In this sample application, we will explore image similarity search on Azure Cosmos DB for MongoDB vcore using the SemArt Dataset. This dataset contains approximately 21k paintings gathered from the Web Gallery of Art. Each painting comes with various attributes, like a title, description, and the name of the artist.
Before you start, ensure that you have the following prerequisites installed and configured:
-
An Azure subscription - Create an Azure free account or an Azure for Students account.
-
An Azure AI Vision resource or a multi-service resource for Azure AI services - It is recommended to use the standard tier because the free tier allows only 20 transactions per minute.

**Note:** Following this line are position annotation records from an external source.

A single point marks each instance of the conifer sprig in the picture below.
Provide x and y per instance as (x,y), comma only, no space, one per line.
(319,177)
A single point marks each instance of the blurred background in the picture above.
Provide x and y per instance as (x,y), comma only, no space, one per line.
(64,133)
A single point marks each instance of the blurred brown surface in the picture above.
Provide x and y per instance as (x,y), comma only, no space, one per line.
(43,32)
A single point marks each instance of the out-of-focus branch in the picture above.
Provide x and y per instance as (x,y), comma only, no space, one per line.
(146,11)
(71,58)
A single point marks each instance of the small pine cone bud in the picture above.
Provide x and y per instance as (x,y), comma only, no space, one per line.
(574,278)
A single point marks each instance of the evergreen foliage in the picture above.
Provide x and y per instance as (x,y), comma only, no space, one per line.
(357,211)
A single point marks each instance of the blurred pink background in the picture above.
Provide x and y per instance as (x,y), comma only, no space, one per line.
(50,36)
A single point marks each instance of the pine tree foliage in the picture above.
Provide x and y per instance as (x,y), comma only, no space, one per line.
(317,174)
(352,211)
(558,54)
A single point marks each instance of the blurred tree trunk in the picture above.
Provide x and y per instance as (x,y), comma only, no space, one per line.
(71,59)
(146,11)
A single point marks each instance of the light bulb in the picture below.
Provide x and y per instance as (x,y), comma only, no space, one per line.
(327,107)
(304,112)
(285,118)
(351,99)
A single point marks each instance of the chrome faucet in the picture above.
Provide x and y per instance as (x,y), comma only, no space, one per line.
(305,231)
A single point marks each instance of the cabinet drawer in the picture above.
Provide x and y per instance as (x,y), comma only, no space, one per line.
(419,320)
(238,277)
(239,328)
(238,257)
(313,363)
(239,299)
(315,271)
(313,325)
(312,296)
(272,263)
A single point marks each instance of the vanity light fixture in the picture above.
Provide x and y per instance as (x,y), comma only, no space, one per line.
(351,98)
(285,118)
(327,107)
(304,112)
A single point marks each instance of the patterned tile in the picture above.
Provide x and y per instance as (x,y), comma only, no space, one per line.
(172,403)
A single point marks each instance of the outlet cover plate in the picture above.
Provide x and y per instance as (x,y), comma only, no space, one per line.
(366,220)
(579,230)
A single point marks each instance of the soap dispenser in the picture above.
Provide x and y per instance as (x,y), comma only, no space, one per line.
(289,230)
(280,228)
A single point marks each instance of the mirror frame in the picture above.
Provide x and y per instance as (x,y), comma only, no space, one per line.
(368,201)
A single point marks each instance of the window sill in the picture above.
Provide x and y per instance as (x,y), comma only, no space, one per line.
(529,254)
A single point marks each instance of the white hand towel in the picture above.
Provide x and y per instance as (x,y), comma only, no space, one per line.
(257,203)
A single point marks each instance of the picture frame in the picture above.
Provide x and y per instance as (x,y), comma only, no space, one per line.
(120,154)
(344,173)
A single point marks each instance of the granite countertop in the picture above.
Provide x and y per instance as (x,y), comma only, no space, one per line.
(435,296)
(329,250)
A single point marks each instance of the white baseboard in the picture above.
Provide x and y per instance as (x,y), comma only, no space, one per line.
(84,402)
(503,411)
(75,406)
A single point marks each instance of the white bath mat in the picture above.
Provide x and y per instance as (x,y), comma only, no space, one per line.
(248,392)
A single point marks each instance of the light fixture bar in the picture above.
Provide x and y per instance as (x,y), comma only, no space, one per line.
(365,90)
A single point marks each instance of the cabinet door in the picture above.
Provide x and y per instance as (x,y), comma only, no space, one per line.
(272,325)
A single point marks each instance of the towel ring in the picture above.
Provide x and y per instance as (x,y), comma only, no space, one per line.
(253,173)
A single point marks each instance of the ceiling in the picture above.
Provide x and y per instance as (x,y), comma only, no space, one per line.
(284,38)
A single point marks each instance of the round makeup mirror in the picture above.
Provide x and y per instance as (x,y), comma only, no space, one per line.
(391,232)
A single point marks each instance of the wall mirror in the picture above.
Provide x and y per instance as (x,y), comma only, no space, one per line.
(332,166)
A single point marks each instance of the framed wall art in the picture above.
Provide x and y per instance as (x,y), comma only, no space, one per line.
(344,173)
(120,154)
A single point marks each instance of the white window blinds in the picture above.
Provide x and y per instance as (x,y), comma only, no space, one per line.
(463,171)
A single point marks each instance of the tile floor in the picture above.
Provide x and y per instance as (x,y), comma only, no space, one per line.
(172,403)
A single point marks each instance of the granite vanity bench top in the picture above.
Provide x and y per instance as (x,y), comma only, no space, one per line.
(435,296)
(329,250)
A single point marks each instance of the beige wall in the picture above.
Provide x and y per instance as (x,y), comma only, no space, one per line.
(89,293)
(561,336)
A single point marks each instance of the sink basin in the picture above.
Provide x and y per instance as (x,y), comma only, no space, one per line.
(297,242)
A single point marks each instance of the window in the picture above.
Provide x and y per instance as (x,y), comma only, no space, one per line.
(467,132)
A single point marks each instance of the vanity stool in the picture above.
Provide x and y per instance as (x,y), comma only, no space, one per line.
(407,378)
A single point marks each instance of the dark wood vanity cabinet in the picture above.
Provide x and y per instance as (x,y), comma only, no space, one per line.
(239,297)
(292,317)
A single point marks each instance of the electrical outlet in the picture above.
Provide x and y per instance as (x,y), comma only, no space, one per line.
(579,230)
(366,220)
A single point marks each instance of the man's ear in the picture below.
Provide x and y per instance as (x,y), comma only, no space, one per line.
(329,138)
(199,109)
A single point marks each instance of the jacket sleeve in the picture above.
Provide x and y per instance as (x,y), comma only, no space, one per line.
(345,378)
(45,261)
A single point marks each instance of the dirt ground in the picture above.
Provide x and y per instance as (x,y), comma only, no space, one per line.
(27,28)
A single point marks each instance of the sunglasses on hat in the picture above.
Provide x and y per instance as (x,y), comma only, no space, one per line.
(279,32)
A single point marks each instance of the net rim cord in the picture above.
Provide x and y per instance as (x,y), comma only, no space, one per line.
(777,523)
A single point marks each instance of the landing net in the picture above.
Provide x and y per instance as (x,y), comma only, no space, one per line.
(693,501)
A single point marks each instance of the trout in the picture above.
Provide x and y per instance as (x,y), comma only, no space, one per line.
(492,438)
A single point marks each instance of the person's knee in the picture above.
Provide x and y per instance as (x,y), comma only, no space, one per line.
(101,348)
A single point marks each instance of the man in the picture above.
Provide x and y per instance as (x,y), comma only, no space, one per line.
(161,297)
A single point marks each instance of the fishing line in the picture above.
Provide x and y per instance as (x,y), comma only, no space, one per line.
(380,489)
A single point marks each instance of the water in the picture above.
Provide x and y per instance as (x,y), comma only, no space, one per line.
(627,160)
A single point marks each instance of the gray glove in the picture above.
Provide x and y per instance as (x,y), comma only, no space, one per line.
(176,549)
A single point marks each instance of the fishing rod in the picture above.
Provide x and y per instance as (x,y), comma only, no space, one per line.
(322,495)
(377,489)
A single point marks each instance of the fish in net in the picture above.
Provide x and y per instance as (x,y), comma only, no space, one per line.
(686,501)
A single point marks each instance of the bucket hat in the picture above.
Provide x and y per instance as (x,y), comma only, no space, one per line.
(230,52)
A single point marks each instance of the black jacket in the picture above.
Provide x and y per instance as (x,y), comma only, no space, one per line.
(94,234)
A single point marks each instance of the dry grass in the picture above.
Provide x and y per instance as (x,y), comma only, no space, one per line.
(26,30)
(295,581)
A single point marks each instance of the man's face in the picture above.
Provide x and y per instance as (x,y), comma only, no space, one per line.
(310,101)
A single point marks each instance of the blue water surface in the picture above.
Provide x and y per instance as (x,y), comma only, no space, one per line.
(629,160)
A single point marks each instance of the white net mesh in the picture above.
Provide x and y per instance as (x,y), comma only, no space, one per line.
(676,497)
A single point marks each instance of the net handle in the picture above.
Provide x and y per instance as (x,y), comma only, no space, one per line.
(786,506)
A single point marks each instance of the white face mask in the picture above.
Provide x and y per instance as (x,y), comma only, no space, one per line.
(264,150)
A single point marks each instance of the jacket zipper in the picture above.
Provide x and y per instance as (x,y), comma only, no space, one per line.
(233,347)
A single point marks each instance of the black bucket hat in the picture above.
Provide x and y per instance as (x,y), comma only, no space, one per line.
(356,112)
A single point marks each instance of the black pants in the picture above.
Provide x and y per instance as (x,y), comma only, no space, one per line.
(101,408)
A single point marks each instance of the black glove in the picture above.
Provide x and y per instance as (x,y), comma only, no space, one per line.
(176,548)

The multi-modal embeddings APIs are available in the following regions: East US, France Central, Korea Central, North Europe, Southeast Asia, West Europe, West US.
-
An Azure Storage account - Create an Azure Storage account using the Azure CLI.
-
An Azure Cosmos DB for Mongo vcore cluster - Create an Azure Cosmos DB for MongoDB vcore in the Azure portal
-
Python 3.10, Visual Studio Code, Jupyter Notebook, and Jupyter Extension for Visual Studio Code.

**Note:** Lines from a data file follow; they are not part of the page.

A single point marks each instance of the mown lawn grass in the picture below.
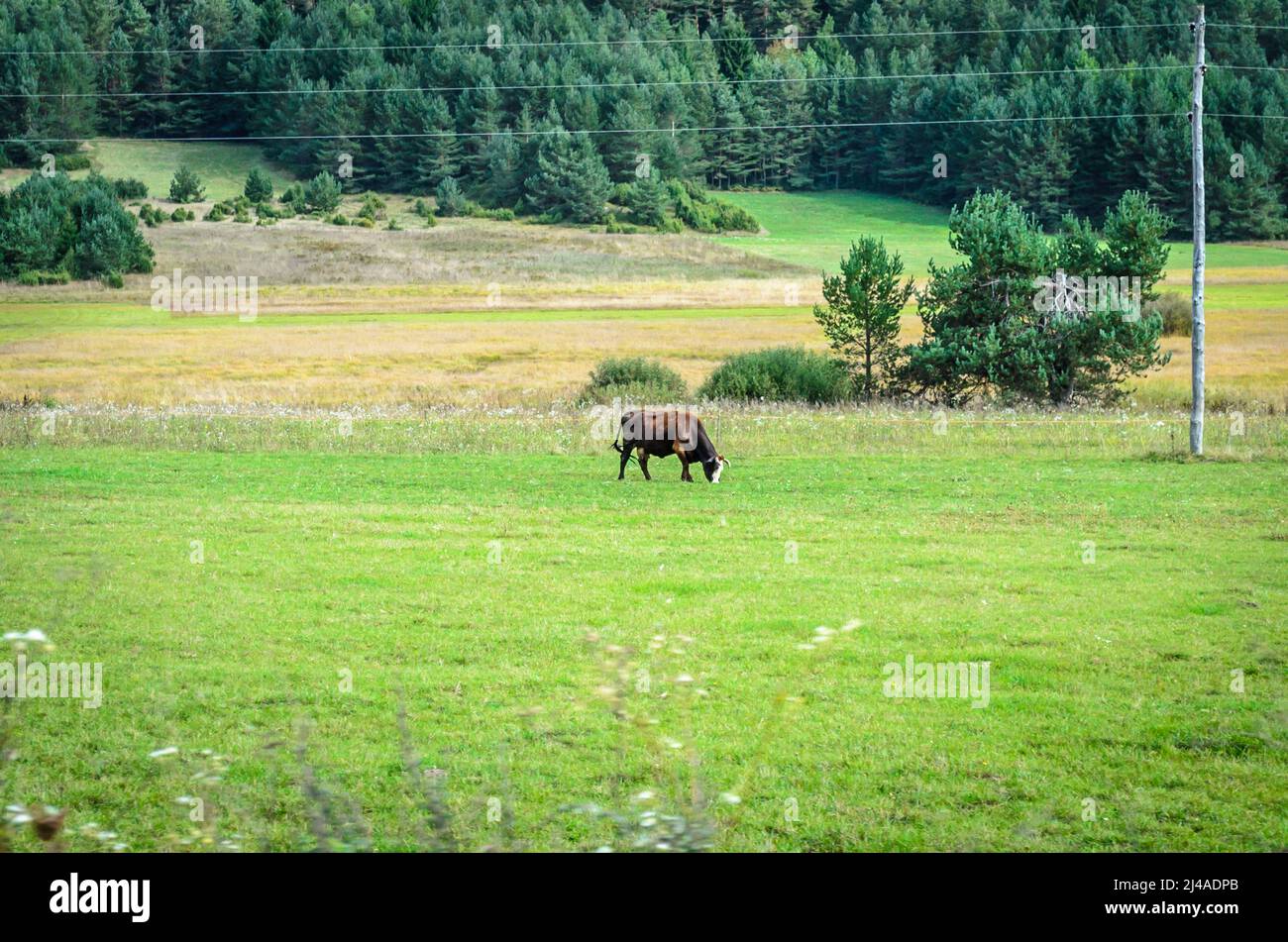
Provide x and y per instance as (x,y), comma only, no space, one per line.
(464,585)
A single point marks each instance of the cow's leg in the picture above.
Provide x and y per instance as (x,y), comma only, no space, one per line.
(684,463)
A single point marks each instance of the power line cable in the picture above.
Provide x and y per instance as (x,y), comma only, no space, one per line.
(393,136)
(529,44)
(683,82)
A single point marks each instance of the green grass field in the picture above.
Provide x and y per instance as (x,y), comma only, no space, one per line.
(815,229)
(463,579)
(220,166)
(375,498)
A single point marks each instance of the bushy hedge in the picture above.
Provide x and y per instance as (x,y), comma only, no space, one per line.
(781,373)
(52,224)
(634,379)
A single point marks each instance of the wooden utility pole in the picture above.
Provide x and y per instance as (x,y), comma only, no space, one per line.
(1199,237)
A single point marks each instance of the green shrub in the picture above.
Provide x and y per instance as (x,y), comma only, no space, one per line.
(635,379)
(373,207)
(322,194)
(781,374)
(67,162)
(1176,313)
(258,185)
(450,198)
(618,228)
(68,227)
(185,187)
(475,210)
(129,188)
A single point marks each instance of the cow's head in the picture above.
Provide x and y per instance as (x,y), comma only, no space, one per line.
(712,469)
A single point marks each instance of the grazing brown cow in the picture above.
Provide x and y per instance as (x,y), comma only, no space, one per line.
(662,433)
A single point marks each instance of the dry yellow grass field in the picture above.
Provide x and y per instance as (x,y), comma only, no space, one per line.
(478,312)
(500,358)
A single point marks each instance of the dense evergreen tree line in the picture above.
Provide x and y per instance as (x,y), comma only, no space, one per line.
(722,75)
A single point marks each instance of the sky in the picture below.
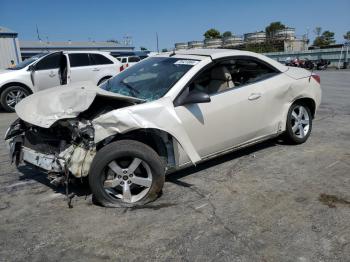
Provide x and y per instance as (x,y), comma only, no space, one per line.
(174,21)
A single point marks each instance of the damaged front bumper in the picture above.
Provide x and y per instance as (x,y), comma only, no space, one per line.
(74,158)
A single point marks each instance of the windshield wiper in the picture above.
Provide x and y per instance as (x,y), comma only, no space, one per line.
(130,87)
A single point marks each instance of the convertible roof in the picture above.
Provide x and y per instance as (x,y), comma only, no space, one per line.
(220,53)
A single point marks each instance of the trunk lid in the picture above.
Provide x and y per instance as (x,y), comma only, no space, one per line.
(297,72)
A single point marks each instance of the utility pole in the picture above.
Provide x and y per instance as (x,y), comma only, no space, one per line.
(37,33)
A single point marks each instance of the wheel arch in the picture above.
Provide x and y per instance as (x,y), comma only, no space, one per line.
(309,102)
(159,140)
(3,87)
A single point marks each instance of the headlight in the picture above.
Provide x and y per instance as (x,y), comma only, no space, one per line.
(15,129)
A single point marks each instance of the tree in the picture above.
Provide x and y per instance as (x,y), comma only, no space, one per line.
(227,34)
(212,33)
(347,36)
(325,39)
(271,29)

Before running the Python scripts and Jupyter Notebooks, you should:
-
Clone this repository to to have it locally available.
-
Download the SemArt Dataset into the semart_dataset directory.
-
Create a virtual environment and activate it.
-
Install the required Python packages using the following command:
pip install -r requirements.txt
-
Generate a .env file by using the provided .env.sample file from this repository.
Sample | Description |
---|---|
Data Preprocessing | Cleans up the SemArt Dataset and creates the final dataset that is utilized in our application. |
Embeddings Generation | Generates vector embeddings for the images in the dataset using the Azure AI Vision Vectorize Image API and creates the final dataset that is utilized in the image search application. |
Upload images to Azure Blob Storage | Creates an Azure Blob Storage container and uploads the paintings' images. |
Insert data to Azure Cosmos DB for Mongo vcore | Creates a table in the Azure Cosmos DB for MongoDb vcore cluster and populates it with data from the dataset. |
Exact nearest neighbor search | Demonstrates text-to-image and image-to-image search approaches, along with a simple method for metadata filtering. |
Feel free to experiment with the project and modify the code to meet your specific use cases and requirements!